No idea at this point. K-means is actually an unsupervised
classification algorithm and I am certain that it does not remove any of
the offered points for training purposes. The
ClusterClassificationDriver that is invoked to classify the offered
points does accept a clusterClassificationThreshold; however, and that
can be used for outlier removal. If, for some reason, the distances to
the final clusters were less than this threshold (default == 0) then
points would be removed. But I don't see how this could occur and you
are the only user to report such behavior.
Given that you have a pretty small dataset, you might try running the
k-means step in sequential mode. This would allow you to verify the
results while running in memory and also allow you to use a debugger to
investigate further. By setting a breakpoint in
ClusterClassificationDriver.shouldClassify() (you'd need to edit it a
bit first) you could determine if this was removing any of your input
points.
On 8/27/12 10:26 PM, Phoenix Bai wrote:
Hi Jeff,
first of all, thank you for your response.
But unfortunately, I don`t think that is the cause. as I checked, there is
only one file part-m-00000 under directory clusteredPoints.
$ hadoop fs -ls /bmz/mahout/output/videotags-kmeans-clusters/clusteredPoints
Found 1 items
-rw-r----- 3 bmz dev 24608 2012-08-27 10:27
/bmz/mahout/output/videotags-kmeans-clusters/clusteredPoints/part-m-00000
so, what else could it be?
btw, since kmeans belongs to supervised learning, is it possible that it
take out some data to construct a training dataset?

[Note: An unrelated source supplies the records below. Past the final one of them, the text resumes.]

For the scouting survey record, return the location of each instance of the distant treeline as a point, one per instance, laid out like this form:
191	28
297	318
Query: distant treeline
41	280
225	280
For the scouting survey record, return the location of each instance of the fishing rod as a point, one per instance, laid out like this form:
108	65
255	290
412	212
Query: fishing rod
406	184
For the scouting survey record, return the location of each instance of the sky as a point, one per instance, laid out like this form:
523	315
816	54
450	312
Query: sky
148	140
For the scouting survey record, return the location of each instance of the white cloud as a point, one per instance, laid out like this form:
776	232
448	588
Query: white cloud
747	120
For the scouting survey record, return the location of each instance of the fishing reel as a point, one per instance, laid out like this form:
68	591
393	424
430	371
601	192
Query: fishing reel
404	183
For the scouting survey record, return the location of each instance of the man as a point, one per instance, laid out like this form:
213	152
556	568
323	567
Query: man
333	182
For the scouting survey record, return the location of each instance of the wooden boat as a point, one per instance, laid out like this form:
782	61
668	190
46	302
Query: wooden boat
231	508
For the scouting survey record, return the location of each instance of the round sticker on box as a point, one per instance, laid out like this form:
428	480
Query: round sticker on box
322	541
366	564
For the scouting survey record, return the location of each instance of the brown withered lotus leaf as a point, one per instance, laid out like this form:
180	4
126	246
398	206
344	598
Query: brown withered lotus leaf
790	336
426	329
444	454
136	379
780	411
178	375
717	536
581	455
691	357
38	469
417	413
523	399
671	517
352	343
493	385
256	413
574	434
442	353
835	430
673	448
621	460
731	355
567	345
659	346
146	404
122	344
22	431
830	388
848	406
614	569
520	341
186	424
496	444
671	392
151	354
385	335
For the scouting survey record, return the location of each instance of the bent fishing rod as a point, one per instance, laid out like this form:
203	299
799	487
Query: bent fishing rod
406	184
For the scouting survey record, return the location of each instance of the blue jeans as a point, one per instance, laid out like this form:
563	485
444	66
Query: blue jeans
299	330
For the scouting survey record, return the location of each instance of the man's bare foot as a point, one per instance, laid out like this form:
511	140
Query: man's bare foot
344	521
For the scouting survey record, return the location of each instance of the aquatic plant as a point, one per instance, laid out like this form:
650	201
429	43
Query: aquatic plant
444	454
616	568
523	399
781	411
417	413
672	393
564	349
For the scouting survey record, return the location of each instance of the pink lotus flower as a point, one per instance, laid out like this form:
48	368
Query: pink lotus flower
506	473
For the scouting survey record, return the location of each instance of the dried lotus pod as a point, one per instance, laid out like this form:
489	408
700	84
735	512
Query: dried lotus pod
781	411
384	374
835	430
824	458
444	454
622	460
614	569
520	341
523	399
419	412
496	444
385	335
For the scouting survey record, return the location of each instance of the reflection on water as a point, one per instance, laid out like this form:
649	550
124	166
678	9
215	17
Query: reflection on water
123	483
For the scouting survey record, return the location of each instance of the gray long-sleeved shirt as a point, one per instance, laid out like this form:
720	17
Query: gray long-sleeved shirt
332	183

just a guess and it seems unreasonable to do that.
Thanks
On Tue, Aug 28, 2012 at 12:39 AM, Jeff Eastman
<[email protected]>wrote:
Offhand, I wonder why you are specifying only a single part-m-00000 file
in your clusterdump step? If there are more than one part file (a usual
case) then you might be missing some of the clustered points. If so, then
using the directory instead might help:
--pointsDir
/group/tbdev/zhimo.bmz/mahout/**output/videotags-kmeans-**clusters/clusteredPoints
\
On 8/27/12 2:49 AM, Phoenix Bai wrote:
--pointsDir
/group/tbdev/zhimo.bmz/mahout/**output/videotags-kmeans-**
clusters/clusteredPoints/part-**m-00000
\